Tuesday, March 23, 2010

Walking with Gandhi Freaks

(Anubhav Nath and Atul Dodiya at Navsari)

(Vivek Vilasini and Atul Dodiya at Navsari)

(Viswanathan and JohnyML at Karadi)

(JohnyML, Viswanathan, Nadine, Atul Dodiya, Anubhav Nath and Vivek Vilasini at Karadi)

(Viswanathan, Atul Dodiya, JohnyML,Anubhav Nath and Vivek Vilasini at Dandi Memorial)

(Sleeping camel at the Dandi beach)

(Anubhav Nath adding salt to his stories at Dharasana while Viswanathan, Atul Dodiya and Nadine look on)

(Viswanathan and Atul Dodiya at Dharasana Salt Fields)

(JohnyML at Dharasana Salt fields)

(JohnyML posing with the copy of Indian Express dated 13th March 2010, which has a long interview of Atul Dodiya with the IE Journalists. Atul Dodiya clicks and Vivek Vilasini looks on)

On 13th March 2010, once again I and Anubhav Nath were in Ahmedabad. This time we were to travel with three very important artists who had done considerable work on Mahatama Gandhi. Viswanathan, Atul Dodiya and Vivek Vilasini were the artists with us. Viswanathan’s artist wife Nadine also had come with him.

After reading Thomas Weber’s first person narrative on Dandi March, which he had conducted himself, tracing the same path that Gandhiji had taken during the Dandi March, I am always ready with stories pertaining to the Dandi March. This had become handy when we took fifteen contemporary artists with us in February. Then, I was sure that our friends would believe in all the stories, which I would recount for them, with Anubhav to pep them up with additional information.

This time things looked a bit tough. Simple stories wouldn’t have created the desired effect. Both Viswanathan and Atul Dodiya have already traveled between Sabarmati and Dandi many times. Vivek is a first timer in Ahmedabad though he has extensively traveled in India to photograph the sculptural representation of Gandhiji in public places.

Viswanathan had visited Dandi first in 1976 as a part of his Sable/Sand project. He traveled along the sea cost of India (from Porbandar in Gujarat precisely) and collected sand, which resulted in a film and exhibition. In 2009 again, Viswanathan made a revisit to the same places and did a movie titled, ‘MG Road to Dandi’.

At Navsari, we together watched this movie. Interestingly, we found out that both the times (in 1976 and 2009) Viswanthan reached a ‘wrong’ Dandi; a place with the same name and salt fields, located a few kilometers away from the historical Dandi where Gandhiji had gone. “It is my Dandi,” said Viswanathan and this time he is in the ‘right’ Dandi.

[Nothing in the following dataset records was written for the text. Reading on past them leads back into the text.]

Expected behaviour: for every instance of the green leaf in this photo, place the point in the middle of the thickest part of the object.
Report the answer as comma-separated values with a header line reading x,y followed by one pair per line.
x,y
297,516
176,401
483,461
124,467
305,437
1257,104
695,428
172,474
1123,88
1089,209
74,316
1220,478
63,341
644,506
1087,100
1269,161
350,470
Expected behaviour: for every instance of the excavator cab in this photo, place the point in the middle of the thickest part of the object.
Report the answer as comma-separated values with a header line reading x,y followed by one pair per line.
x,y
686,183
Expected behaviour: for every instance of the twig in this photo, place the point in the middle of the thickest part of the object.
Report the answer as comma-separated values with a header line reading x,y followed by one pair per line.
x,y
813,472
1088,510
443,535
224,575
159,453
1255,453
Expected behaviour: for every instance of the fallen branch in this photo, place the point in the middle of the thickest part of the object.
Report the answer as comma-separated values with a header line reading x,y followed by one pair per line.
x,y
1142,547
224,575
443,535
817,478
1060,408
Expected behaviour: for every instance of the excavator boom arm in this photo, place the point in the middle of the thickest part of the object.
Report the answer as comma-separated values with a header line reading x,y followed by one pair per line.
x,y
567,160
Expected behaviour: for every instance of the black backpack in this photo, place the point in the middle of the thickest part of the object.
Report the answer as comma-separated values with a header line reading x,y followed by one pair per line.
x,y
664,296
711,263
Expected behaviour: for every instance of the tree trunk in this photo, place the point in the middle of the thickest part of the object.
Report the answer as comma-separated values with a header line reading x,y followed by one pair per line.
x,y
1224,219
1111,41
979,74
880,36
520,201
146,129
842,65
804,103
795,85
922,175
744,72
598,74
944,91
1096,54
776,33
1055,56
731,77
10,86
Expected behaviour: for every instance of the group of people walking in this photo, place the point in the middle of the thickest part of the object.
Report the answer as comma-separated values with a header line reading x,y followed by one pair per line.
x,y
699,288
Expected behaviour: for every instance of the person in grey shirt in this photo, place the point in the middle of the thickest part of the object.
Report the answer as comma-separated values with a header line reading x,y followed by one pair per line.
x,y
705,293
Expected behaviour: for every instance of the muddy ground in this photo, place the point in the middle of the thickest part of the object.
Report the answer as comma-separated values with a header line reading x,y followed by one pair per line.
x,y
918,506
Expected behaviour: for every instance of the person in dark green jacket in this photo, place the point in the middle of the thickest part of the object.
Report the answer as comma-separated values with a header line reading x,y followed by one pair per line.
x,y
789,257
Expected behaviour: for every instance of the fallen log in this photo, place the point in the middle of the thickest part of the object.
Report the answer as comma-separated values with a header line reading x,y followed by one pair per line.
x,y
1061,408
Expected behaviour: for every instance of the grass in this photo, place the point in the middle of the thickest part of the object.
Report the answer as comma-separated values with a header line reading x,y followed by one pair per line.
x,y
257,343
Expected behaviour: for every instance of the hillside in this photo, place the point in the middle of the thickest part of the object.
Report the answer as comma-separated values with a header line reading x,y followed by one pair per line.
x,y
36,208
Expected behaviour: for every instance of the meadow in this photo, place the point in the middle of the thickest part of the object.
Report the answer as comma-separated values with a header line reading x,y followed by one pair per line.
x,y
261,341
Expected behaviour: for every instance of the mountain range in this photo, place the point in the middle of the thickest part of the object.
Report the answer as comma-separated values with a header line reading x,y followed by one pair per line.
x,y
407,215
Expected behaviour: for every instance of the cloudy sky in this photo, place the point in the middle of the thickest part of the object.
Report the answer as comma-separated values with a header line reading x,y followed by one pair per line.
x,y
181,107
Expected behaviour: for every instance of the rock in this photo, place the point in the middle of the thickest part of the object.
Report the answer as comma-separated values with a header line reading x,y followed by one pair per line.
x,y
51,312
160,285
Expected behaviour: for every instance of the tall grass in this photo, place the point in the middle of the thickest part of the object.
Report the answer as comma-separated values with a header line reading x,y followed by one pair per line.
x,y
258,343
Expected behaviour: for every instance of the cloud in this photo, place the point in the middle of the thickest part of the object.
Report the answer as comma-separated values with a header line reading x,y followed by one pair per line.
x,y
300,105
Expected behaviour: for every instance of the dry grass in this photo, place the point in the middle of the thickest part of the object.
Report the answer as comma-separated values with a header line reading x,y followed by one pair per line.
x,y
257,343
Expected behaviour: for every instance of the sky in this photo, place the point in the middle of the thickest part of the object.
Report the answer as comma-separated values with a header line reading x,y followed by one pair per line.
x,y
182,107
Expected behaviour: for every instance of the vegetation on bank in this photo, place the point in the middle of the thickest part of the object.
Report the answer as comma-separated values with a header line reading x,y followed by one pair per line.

Atul Dodiya has painted scenes from Dandi March before. However, at Sabarmati Ashram, (where he makes mandatory visits whenever he is in Ahmedabad), in the picture gallery, he stands still before the paintings by an amateur Gandhian painter, Late Khatri. Khatri has painted scenes from Gandhiji’s life, especially the ones between 1914 and 1930. Atul Dodiya likes Khatri’s ragged way of painting and his efforts to reach to a near realism of the reference photographs.

Vivek Vilasini clicks away the moments throughout the journey. He has already got a special image of Gandhiji (a sculptural representation) whose legs are caught in rubbles and tar. Stuck in tar permanently, Vivek says, and Gandhiji seems to be trying to take his legs out of the quagmire, but with the benevolent smile intact on his lips.

At Dandi beach, more than history what attracts Atul and Vivek is a beach photographer’’s works displayed on a ply board to attract customers. Atul clicks on the images from the image board and the image of Atul clicking those pictures is clicked by Vivek and him clicking Atul is clicked by Anubhav, while I look at a camel taking a nap at the beach, which reminds of a painting by Abanindranath Tagore.

Dharasana, where Dandi Salt Satyagraha ended formally is new to these artists. We are happy at least there is one place in the Gandhian lore, which is not visited by these Gandhi image freaks! The salt fields at Dharasana provide a lot of images for these artists. Atul says, my next solo show started taking shape from here. Anubhav enquires whether Vivek could convert the salt field workers into Kathakali images, to which Vivek returns a solid NO.

The trip was really memorable and almost after two weeks when I write this, each moment from the visit come back to my mind. May be one day the details would reappear in another form in my writings.